Annie laughed then said, “Really, it isn’t funny, when you consider there are over a hundred and fifty clerks, stock girls, cash girls, floorwalkers and porters working at any one time, with three to four times that many customers milling around. How easy it must be to steal small items.”
Nate patted the bed invitingly and said, “I don’t think it is really the petty theft by the Mrs. Kempers of the world that Livingston is worried most about.”
Annie turned off the lamp on the table, leaving just the glow of the embers in the fireplace and the candle on the bedside table for illumination. Following up on Nate’s comment, she said, “I agree with you. I think Livingston is worried about some old trusted employee being involved. Or his son, which would be worse.”
Climbing into bed, Annie leaned over to give her husband a kiss. But she wasn’t ready to blow out the candle yet. “That’s why I didn’t have the heart to mention my suspicions about someone buying inferior material for the store.”
“Someone?”
“Well, Robbie is the primary buyer for the men’s and women’s ready-made clothing—although it could be that Mrs. Fournier, the designer, is involved as well. You see, after something Miss Minnie said about feeling the quality of the dresses was going down at the Silver Strike, I looked and found that in fact there seemed to be an increase in ‘returns’ from the departments for women’s dresses and men’s shirts. In just the past three months.”

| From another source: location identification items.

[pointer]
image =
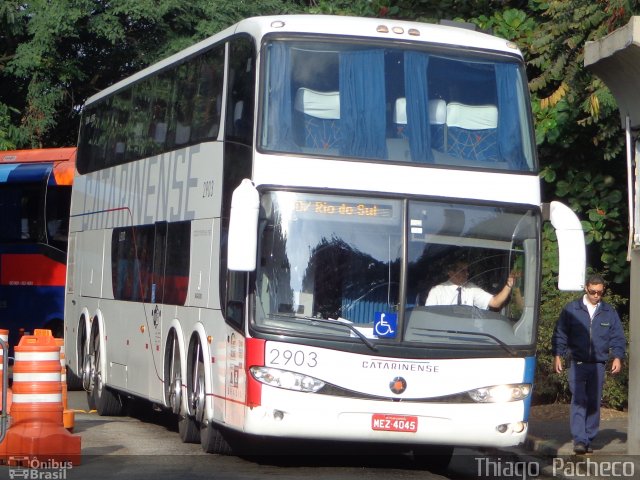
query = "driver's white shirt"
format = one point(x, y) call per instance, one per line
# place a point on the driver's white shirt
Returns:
point(447, 294)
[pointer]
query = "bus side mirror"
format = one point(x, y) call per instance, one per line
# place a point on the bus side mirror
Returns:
point(571, 248)
point(242, 242)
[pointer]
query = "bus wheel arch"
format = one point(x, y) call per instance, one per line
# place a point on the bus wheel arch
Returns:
point(100, 397)
point(175, 389)
point(198, 381)
point(174, 371)
point(76, 363)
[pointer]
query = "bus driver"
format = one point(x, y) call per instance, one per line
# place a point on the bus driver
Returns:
point(459, 291)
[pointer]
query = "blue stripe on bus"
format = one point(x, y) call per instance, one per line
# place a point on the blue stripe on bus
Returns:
point(19, 173)
point(5, 170)
point(529, 373)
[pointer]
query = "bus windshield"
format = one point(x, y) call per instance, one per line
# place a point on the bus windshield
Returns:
point(396, 104)
point(341, 258)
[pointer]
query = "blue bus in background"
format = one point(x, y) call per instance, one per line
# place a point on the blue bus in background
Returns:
point(35, 193)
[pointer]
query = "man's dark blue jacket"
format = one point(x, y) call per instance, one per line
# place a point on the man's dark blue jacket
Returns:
point(585, 339)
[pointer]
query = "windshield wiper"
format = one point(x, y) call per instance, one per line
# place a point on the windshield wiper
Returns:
point(347, 324)
point(506, 347)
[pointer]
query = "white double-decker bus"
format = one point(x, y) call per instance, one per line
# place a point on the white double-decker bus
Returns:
point(257, 222)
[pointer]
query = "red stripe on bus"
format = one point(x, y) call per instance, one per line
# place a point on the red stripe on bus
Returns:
point(31, 269)
point(254, 356)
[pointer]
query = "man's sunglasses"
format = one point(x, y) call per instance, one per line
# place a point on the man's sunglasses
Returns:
point(595, 292)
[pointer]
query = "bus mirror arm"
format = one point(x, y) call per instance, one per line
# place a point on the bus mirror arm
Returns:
point(242, 241)
point(571, 246)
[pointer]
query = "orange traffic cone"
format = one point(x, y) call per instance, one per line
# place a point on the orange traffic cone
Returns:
point(37, 435)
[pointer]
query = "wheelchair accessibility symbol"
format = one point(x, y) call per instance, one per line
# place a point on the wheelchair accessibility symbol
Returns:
point(384, 324)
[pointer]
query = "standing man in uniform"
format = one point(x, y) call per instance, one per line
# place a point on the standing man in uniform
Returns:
point(590, 331)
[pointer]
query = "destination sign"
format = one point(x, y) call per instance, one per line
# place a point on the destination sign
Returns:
point(343, 209)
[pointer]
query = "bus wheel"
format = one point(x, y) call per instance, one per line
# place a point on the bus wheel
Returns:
point(212, 440)
point(195, 381)
point(173, 374)
point(102, 398)
point(187, 426)
point(75, 381)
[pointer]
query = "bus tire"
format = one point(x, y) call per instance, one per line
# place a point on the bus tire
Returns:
point(101, 398)
point(74, 382)
point(213, 441)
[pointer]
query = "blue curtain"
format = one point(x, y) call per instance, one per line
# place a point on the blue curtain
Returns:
point(509, 133)
point(362, 104)
point(279, 118)
point(416, 65)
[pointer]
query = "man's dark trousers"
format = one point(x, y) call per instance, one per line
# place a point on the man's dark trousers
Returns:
point(585, 381)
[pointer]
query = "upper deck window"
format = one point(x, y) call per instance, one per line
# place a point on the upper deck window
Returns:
point(353, 100)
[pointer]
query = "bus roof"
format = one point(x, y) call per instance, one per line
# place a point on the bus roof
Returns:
point(61, 160)
point(38, 155)
point(340, 26)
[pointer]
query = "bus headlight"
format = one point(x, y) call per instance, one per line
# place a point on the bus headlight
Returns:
point(275, 377)
point(501, 393)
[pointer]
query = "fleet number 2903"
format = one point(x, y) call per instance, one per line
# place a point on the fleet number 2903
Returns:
point(284, 357)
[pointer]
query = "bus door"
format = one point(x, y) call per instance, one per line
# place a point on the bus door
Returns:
point(148, 277)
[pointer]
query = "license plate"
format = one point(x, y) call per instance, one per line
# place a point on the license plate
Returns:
point(394, 423)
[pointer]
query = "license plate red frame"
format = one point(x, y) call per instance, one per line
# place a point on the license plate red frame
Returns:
point(394, 423)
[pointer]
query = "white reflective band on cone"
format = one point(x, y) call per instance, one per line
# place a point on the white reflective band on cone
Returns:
point(37, 377)
point(37, 356)
point(37, 398)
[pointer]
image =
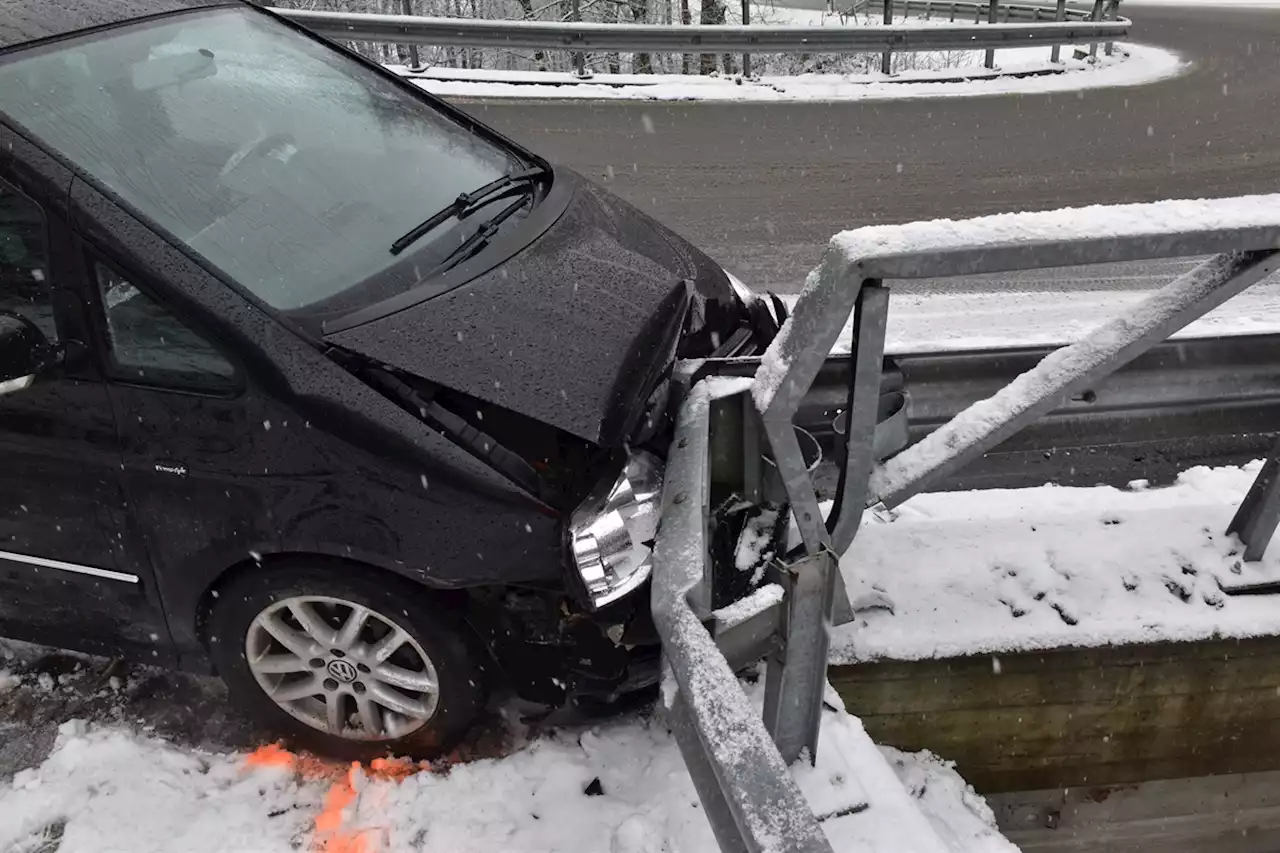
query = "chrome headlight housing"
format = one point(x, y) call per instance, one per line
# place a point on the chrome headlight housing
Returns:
point(611, 534)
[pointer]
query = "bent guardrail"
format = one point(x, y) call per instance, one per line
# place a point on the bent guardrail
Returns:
point(727, 425)
point(1059, 28)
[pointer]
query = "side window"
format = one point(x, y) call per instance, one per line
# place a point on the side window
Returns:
point(24, 260)
point(150, 345)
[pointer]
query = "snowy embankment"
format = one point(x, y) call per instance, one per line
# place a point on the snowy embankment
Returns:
point(1019, 71)
point(615, 788)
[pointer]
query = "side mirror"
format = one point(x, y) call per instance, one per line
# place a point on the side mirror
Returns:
point(24, 352)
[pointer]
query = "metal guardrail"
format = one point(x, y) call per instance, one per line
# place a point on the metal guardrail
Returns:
point(1193, 401)
point(725, 428)
point(1060, 28)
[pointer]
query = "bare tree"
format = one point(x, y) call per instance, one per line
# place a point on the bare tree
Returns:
point(713, 13)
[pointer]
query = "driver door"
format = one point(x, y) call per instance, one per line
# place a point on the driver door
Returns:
point(65, 571)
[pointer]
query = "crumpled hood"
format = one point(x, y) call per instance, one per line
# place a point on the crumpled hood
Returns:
point(571, 328)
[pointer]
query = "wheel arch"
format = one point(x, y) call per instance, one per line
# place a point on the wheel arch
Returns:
point(455, 598)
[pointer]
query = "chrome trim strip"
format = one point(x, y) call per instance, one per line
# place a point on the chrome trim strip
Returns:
point(71, 566)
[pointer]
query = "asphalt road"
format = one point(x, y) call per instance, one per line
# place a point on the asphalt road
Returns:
point(763, 186)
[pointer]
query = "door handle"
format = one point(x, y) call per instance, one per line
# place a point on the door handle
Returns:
point(18, 383)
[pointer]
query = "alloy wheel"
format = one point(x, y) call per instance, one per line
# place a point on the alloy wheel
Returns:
point(342, 667)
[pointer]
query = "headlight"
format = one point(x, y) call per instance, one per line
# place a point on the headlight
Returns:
point(612, 532)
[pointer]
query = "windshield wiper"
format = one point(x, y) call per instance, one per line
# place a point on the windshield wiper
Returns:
point(479, 238)
point(469, 201)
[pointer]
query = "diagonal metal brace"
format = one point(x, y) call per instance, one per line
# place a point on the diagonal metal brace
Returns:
point(1064, 372)
point(1256, 520)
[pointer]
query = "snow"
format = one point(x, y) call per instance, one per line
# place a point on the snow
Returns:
point(1059, 313)
point(1132, 65)
point(772, 370)
point(110, 790)
point(959, 815)
point(745, 609)
point(1050, 381)
point(1054, 306)
point(1063, 224)
point(1008, 570)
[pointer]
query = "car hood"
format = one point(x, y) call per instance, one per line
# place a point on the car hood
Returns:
point(575, 329)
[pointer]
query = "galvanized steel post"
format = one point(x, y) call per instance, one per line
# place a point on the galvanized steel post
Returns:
point(992, 17)
point(416, 62)
point(887, 56)
point(1059, 17)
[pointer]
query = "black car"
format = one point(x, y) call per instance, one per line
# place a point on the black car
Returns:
point(307, 375)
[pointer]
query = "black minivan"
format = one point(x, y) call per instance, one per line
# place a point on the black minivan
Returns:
point(309, 375)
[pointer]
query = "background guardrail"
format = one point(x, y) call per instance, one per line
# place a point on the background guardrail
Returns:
point(1048, 26)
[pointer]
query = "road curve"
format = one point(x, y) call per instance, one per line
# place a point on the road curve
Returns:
point(763, 186)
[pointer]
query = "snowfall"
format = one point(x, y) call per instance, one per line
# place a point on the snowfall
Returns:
point(946, 574)
point(942, 575)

“Couldn’t this just be a problem with the manufacturer?”
“Yes, or it might even be something that Villeneuve has approved…as a way of increasing the profit margin on these goods. But it is the timing that bothers me. I have trouble believing that it is just coincidence that inventory is going missing out of the storage room in the same time period that all these other problems are cropping up.”
“You may be right,” Nate said, “but the problem you need to be solving tonight is how you are going to warm your husband up on this cold winter’s night.”
Annie blew out the candle, and it wasn’t a coincidence that she knew just how to solve this particular problem.
“Shh…Tilly’s back in my room; you’ll wake her.” Kathleen stopped Patrick’s mouth with a swift kiss then fumbled for the matches. A lantern hung next to the back kitchen door…primarily in case someone wanted to use the outhouse at night. She had permission to use the toilet on the second floor but preferred not to…it just felt wrong. And of course at night it was easier to nip across the yard than go up the two flights of stairs.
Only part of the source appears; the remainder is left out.